Political protests are toppling governments around the world. In our own country, people on both the right (the Tea Party) and the left (Occupy Wall Street) are becoming increasing vocal about their disgust at the corporations and other unfielded players who call so many of the shots in our political system, controlling politicians mainly through financial contributions but also by delivering blocs of special-interest voters. The time seems ripe for a mainstream movie with the guts and the smarts to dramatize the pressures that make candidates speak in slogans and backtrack on important decisions, sometimes even betraying their own core principles. I had hoped that The Ides of March would be that movie—certainly Clooney, his frequent creative partner Grant Heslov, and the excellent case of this film would have been up to the challenge—but it turns out to be something much blander and less interesting.

The Ides of March is not about its leading candidate or the choices he makes. Morris is never even seen or heard from in Farragut North, the book on which Clooney and Heslov based their screenplay. He has a couple of brief but important scenes in the film, but for the most part he’s in the background if at all, a face on a heroic campaign poster, a body in a makeup chair, or an orator briefly glimpsed on a monitor or half-heard from backstage while making another in a series of plainspoken, left-of-center speeches.

In fact, this movie isn’t even about the political process.

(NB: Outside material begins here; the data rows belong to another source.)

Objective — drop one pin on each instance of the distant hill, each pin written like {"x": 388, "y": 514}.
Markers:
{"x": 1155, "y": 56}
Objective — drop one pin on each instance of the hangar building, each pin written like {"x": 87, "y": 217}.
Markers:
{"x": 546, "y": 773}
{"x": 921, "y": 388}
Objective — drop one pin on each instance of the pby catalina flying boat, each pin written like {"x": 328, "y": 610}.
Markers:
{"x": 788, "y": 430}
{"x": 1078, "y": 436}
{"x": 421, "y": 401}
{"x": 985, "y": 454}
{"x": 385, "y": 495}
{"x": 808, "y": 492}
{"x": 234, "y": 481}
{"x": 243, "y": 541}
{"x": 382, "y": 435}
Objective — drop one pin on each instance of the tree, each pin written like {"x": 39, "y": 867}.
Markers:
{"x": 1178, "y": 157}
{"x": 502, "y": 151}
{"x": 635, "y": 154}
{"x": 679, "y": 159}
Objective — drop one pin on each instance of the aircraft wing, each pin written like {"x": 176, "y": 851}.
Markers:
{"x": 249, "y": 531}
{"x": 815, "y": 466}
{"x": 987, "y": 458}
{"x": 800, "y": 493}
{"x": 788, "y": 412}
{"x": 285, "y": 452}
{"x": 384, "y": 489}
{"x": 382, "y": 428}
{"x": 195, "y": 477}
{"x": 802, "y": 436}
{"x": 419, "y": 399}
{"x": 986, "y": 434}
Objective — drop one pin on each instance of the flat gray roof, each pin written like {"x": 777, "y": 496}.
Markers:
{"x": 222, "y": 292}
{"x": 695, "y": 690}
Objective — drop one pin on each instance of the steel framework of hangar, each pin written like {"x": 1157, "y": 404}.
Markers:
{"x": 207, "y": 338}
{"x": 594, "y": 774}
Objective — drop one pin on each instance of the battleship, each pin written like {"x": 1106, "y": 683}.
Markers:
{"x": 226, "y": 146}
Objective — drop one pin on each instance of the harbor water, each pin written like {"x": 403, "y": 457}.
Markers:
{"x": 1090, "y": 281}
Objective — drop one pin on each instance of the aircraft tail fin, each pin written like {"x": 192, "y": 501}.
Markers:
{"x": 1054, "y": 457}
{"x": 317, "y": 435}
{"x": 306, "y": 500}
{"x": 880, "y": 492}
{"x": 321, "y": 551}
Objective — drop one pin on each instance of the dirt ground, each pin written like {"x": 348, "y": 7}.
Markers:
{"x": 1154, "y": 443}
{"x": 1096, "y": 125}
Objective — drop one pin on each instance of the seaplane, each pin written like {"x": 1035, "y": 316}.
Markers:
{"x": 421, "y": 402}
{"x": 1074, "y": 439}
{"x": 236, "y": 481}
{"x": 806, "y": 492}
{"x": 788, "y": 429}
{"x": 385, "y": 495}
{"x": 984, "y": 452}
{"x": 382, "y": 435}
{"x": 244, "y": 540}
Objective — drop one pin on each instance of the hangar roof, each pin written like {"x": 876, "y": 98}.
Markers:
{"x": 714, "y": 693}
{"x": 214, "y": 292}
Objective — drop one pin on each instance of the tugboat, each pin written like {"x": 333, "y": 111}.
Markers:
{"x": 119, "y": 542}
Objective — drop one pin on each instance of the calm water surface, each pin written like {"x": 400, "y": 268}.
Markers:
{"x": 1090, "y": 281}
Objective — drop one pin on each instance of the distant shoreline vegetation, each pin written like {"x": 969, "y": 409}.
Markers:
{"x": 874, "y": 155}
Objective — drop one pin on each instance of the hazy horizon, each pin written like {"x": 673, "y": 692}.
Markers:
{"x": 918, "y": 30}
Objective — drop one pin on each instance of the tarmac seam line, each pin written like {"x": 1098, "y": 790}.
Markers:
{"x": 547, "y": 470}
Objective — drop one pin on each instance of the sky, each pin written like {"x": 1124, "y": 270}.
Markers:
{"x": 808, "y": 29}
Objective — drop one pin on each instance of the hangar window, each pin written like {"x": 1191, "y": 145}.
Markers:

It’s just another coming-of-age story about an ambitious young man—in this case, media-handler prodigy Stephen Myer (Ryan Gosling, who goes from starry-eyed to dead-eyed without showing us much in between)—who gets a job in a cynical system that he fully intends to reform but gets corrupted by instead.

Stephen’s road to ruin passes through some pretty dirty double dealing, both by him and by his campaign-management colleagues. Rather than finding the fun in their one-upmanship, the way Duplicity did with corporate espionage, or locating an interesting middle ground between outrage and pathos, like Up in the Air or The Informant!, The Ides of March goes for a moralistic gravity that makes the film feel as naïve as crack reporter Ida Horowicz (Marisa Tomei) accuses Stephen of being before his change of heart.

The film’s relatively humorless authorial hand weighs even heavier when a pretty young intern (the always vivid and sympathetic Evan Rachel Wood) winds up in mortal danger after developing clandestine relationships with both Stephen and another key player. There are some good lines (after planting a rumor with the gullible media about Morris’ opponent, Stephen tells an assistant: “I don’t care if it’s true. I just want to see him spend a day denying it”), but at least as many feel scripted and glib. “Mark Morris is a politician…. He will let you down, sooner or later,” says Ida in a speech that might as well come packaged with a blinking neon sign that spells out “foreshadowing.”

Paul Giamatti and Philip Seymour Hoffman turn in rock-solid bookend performances as the former allies turned rivals who head up the competing campaigns. The film kicks into high gear whenever either or both of these grizzled pros is on screen, with Hoffman in particular giving it a much-needed jolt of rumpled realism.

But then Stephen gives the camera another long tragic stare or Morris delivers another liberal-wet-dream speech, making a clear, cogent, uncompromising and unapologetic case for secular humanism or abortion or higher taxes on the rich, and we’re reminded that The Ides of March is nothing more than a comfortingly familiar fable for fans of CNN. After all, no one who talked the way Morris does could remain a serious presidential candidate in this country for long.